In Loving Memory of Rob Grant
I was heartbroken to hear of the death of Rob Grant, co-creator of Red Dwarf. It is difficult to process the loss of someone who shaped so much of my life, both personally and professionally. Grief has a strange way of folding time in on itself; memories that feel distant suddenly become vivid again, as if they happened only yesterday.
Rob and I first met at the age of nine. We were pupils at Chetham’s School of Music, two boys who were meant to be studying music but were far more interested in spotting the absurdities in everyday life. Even then, before ambition had formed or careers had been imagined, we discovered a shared instinct: we simply tried to make each other laugh. That was the beginning of everything.

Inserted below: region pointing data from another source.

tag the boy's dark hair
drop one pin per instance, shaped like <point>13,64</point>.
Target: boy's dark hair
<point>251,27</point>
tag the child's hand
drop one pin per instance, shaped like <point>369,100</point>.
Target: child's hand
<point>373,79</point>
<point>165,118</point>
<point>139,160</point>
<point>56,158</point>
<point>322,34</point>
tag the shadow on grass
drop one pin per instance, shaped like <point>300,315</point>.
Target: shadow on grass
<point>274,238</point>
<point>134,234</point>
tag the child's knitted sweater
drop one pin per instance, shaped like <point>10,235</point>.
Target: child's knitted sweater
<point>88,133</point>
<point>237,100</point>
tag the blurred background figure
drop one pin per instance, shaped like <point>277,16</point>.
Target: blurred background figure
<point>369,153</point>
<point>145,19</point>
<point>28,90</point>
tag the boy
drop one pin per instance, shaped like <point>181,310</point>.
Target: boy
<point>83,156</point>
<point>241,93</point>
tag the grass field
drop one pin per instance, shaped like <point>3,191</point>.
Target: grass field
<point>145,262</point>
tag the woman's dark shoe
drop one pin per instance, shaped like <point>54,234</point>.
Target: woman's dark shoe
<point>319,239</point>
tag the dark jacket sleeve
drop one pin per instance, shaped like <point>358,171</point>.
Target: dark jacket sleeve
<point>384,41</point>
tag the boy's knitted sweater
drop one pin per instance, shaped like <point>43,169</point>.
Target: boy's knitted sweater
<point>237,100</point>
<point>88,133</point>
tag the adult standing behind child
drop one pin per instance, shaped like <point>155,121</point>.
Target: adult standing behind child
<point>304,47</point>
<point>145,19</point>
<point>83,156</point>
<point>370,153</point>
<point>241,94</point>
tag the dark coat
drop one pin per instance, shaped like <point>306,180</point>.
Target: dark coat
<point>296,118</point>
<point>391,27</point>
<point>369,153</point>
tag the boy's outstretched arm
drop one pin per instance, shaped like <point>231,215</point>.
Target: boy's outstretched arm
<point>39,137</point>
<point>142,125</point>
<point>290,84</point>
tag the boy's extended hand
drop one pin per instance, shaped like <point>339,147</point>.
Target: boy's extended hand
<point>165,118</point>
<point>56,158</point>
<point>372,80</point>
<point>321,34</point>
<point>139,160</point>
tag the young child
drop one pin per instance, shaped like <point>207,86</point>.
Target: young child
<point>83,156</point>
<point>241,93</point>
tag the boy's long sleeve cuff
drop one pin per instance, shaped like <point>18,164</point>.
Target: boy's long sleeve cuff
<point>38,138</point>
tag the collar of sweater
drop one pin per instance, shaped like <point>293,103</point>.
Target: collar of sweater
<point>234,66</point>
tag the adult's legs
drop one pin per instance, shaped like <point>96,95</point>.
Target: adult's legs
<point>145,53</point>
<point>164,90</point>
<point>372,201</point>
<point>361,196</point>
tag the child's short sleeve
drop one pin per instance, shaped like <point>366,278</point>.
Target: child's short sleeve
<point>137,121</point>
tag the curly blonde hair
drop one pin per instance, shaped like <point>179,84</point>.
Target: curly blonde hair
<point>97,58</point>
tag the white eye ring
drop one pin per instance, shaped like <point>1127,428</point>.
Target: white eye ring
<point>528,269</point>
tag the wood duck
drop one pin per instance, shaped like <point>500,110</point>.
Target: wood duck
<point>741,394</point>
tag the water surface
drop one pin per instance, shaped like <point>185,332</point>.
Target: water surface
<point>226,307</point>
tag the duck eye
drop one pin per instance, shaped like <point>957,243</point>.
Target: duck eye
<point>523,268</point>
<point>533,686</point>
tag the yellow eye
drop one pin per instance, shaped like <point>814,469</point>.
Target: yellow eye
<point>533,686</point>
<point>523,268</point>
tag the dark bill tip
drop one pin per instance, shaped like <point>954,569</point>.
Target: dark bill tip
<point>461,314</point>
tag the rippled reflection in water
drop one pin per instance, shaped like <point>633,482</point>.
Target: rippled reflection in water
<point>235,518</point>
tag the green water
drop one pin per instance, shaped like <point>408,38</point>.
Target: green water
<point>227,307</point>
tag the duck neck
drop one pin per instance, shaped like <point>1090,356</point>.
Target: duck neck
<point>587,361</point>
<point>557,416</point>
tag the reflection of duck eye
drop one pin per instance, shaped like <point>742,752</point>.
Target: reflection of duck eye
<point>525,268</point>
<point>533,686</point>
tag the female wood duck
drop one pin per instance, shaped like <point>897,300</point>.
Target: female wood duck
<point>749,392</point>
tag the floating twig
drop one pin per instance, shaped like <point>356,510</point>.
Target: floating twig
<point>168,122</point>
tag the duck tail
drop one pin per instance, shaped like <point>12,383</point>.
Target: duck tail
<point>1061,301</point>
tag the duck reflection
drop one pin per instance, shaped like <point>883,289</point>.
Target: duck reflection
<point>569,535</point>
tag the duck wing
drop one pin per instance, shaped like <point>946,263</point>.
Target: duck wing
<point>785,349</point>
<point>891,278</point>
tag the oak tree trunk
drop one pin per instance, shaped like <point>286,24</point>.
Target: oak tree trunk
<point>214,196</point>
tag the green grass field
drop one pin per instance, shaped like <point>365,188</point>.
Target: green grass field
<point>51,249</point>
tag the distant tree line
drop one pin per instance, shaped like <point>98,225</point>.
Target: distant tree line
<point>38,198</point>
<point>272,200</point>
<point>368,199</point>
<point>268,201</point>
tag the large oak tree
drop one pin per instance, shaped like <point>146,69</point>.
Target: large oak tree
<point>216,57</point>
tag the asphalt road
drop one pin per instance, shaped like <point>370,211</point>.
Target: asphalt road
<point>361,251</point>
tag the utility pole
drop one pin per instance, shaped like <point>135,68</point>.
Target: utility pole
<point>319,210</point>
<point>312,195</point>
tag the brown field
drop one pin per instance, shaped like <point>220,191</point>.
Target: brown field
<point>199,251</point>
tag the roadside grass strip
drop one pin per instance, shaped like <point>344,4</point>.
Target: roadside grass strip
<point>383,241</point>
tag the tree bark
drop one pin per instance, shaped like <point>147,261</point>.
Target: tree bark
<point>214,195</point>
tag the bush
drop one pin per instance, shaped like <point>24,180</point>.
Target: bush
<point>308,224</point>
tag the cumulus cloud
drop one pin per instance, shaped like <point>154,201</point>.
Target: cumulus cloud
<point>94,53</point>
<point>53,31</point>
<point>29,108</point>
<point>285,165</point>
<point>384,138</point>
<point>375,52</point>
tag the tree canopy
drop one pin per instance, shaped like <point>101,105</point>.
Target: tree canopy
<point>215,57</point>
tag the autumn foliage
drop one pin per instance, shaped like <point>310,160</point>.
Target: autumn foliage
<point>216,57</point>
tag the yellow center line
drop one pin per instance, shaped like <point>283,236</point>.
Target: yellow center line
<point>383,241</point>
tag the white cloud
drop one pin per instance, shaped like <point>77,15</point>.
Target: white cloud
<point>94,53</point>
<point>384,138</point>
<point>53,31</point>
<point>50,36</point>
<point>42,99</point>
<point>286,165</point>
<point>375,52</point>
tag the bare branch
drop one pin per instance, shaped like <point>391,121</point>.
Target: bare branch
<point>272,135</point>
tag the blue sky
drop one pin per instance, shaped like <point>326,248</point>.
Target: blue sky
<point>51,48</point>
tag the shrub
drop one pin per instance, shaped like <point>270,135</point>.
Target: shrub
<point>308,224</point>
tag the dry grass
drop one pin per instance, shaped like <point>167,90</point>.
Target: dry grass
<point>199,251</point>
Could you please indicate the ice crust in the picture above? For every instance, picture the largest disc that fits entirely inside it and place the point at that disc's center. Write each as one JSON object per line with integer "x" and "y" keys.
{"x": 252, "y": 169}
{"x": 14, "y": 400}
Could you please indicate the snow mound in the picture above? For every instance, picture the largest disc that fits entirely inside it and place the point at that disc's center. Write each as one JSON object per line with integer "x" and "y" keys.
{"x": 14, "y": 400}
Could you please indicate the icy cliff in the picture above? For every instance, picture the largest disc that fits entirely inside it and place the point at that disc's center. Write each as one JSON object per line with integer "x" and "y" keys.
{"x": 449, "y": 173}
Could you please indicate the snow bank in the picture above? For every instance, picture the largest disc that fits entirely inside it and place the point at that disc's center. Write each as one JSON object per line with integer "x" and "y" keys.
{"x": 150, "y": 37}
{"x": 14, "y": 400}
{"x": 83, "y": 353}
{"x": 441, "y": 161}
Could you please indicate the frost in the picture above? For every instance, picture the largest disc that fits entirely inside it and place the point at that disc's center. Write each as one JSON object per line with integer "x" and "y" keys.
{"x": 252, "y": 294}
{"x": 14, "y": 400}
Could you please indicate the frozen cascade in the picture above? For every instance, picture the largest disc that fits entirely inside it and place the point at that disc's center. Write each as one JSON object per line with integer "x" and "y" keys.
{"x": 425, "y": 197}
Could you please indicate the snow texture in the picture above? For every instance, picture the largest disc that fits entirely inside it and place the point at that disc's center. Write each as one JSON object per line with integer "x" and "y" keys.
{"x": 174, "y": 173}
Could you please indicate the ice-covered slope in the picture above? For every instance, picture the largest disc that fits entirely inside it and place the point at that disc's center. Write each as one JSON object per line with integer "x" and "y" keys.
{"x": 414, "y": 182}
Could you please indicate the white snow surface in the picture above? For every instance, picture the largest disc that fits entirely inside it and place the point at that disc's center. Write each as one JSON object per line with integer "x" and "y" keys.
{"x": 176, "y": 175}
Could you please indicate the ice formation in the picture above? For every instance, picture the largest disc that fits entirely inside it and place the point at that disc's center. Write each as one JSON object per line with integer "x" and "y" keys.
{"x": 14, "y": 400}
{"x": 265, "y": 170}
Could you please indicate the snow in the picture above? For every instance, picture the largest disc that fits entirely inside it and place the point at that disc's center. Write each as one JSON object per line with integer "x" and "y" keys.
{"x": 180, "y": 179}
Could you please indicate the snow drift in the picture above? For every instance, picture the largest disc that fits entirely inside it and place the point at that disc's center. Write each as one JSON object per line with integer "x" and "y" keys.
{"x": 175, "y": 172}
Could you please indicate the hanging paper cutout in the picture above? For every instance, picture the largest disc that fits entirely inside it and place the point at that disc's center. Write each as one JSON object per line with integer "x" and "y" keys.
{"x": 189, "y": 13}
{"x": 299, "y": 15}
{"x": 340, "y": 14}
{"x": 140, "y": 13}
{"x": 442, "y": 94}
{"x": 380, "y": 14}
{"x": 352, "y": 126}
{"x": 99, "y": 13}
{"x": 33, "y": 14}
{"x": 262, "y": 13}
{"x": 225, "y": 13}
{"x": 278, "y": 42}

Our friendship deepened over the years, and we later studied together at the University of Liverpool. By then, the mischief of childhood had matured into something more focused. We were still chasing laughter, but we had begun to understand the craft behind it — the rhythm of dialogue, the architecture of a joke, the delicate balance between character and comedy. What started as scribbles in notebooks and late-night conversations slowly evolved into scripts, sketches, and a creative partnership that would define our futures.
Long before there was any talk of television or audiences, we wrote for ourselves. We wrote because it delighted us. Because the process of turning an idea inside out until it sparked with absurdity felt like magic. Because we trusted each other’s instincts. The laughter was always the compass.
When our partnership eventually found its way onto television screens, neither of us could have imagined how far it would travel. What began as two friends amusing one another grew into something that resonated with millions. To audiences, it became iconic; to us, it was still rooted in that same dynamic — a shared glance, a sharpened line, the quiet satisfaction of knowing we had pushed an idea just far enough.
Rob possessed a rare comedic voice — sharp, fearless, and gloriously unpretentious. He had an instinct for exposing the ridiculous in the ordinary, and for grounding even the most outlandish concepts in recognisable human flaws. He cared deeply about structure and integrity. A joke was never just a joke; it had to serve the story, reveal character, or turn expectation on its head. Working with him meant constant refinement. He challenged me, strengthened me, and never allowed complacency to creep in.
But beyond the work, beyond the scripts and the success, there was the friendship. The schoolboy who laughed at the same silly ideas. The young man who debated plot points into the early hours. The collaborator who knew exactly when to push, when to concede, and when to sit back and let the absurdity speak for itself. Ours was a bond measured not just in professional milestones, but in shared decades of creativity and trust.
It is a strange and heavy thing to lose someone who has been present in your life for so long. There are memories that belong only to us — half-formed concepts, abandoned drafts, private jokes that would make no sense to anyone else. With his passing, those fragments feel even more precious.
And yet, his voice endures. It lives on in the work, in the characters who continue to make people laugh, and in the countless fans who still find joy and comfort in stories we built together. That is an extraordinary legacy — to have created something that not only entertained, but endured.
What began as schoolboy mischief grew into a lifelong creative partnership. I will forever be grateful for the laughter we shared, the risks we took, and the world we created side by side.
Farewell, my dear friend. Thank you for everything. The laughter you gave the world — and the laughter you gave me — will never fade.